Carbon dioxide emissions at new low in US, remain high globally

CO2 emissions are at a low point in the United States right now, but remain high globally. Photo from blogs.scientificamerican.com.

CO2 emissions are at a low point in the United States right now, but remain high globally. Photo from blogs.scientificamerican.com.

According to a report from the U.S. Energy Information Administration (EIA), a branch of the Department of Energy, the United States’ carbon dioxide (CO2, a greenhouse gas that traps heat in the atmosphere) emissions were at its lowest last year since 1994.

The peak for metric tons of CO2 emitted from coal, natural gas and oil consumption was 6 million metric tons in 2007. Last year, the consumption dropped to 5.3 million.
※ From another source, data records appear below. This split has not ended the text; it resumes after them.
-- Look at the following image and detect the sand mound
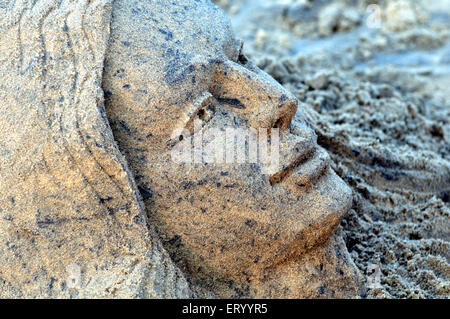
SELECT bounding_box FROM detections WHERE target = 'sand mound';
[214,0,450,298]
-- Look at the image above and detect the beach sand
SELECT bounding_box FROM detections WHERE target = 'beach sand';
[213,0,450,298]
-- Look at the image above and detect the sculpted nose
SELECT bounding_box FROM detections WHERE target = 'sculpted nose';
[209,58,323,183]
[211,59,298,132]
[209,58,326,188]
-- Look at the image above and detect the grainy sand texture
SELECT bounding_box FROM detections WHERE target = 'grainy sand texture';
[0,0,448,299]
[213,0,450,298]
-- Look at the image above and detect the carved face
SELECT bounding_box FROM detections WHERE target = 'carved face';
[103,0,351,286]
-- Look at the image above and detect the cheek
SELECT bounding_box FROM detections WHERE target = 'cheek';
[144,159,278,278]
[146,158,327,280]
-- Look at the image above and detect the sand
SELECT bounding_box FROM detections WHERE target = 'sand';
[213,0,450,298]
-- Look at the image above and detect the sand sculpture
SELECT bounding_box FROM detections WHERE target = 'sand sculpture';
[0,0,362,298]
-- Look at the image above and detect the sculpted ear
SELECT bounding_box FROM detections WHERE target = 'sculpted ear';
[0,0,191,298]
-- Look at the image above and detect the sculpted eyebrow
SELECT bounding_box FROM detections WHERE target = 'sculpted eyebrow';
[217,97,246,109]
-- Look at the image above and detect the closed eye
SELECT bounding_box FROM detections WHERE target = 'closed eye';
[167,92,216,148]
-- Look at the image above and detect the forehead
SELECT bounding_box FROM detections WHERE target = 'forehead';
[116,1,236,73]
[147,0,236,55]
[106,0,239,105]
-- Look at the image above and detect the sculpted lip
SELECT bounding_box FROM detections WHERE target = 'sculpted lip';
[269,124,323,186]
[287,146,331,188]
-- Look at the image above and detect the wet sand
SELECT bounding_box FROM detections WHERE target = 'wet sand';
[214,0,450,298]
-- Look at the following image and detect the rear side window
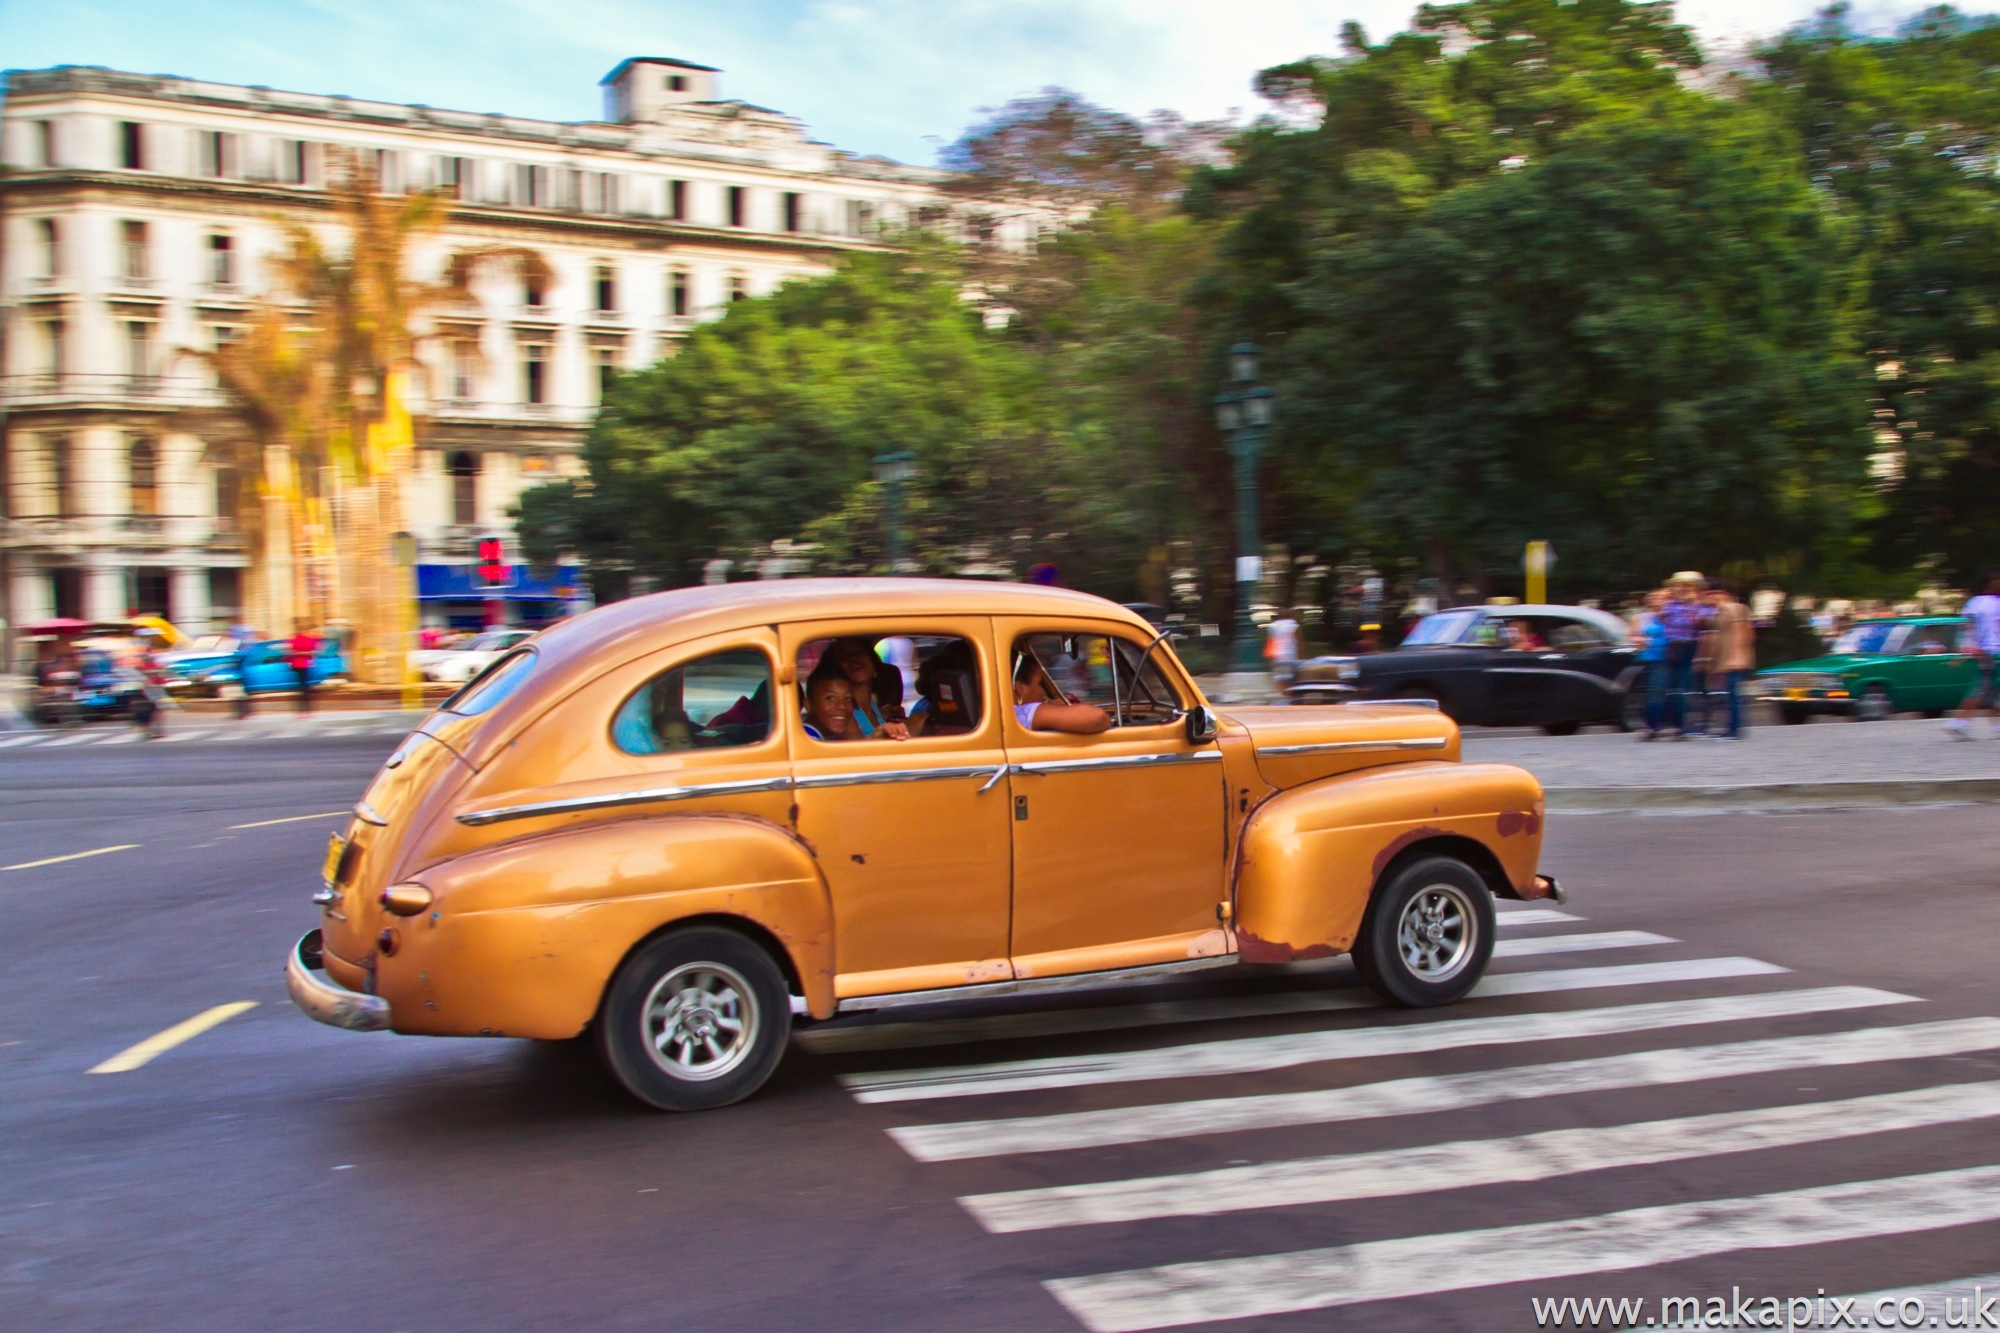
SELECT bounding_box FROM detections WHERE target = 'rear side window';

According to an article from the the Environmental News Network, “the EIA cited increased use of natural gas and falling consumption of coal as the primary reason for the drop in emissions of the greenhouse gas.”

Conservation efforts, the lagging economy and the greater use of reusable energy have also helped lower the emissions.

The world’s leading climate researchers did not see this change coming, according to a Huffington Post article. This change was sparked by “market forces” and not government action.

But, other parts of the world are still struggling. Coal and energy continue to grow quickly, especially in China. Globally, the CO2 levels are still rising.

Michael Mann, the director of the Earth System Science Center at Penn State University, said he is cautiously optimistic about this change. He added that “ultimately people follow their wallets’ on global warming.”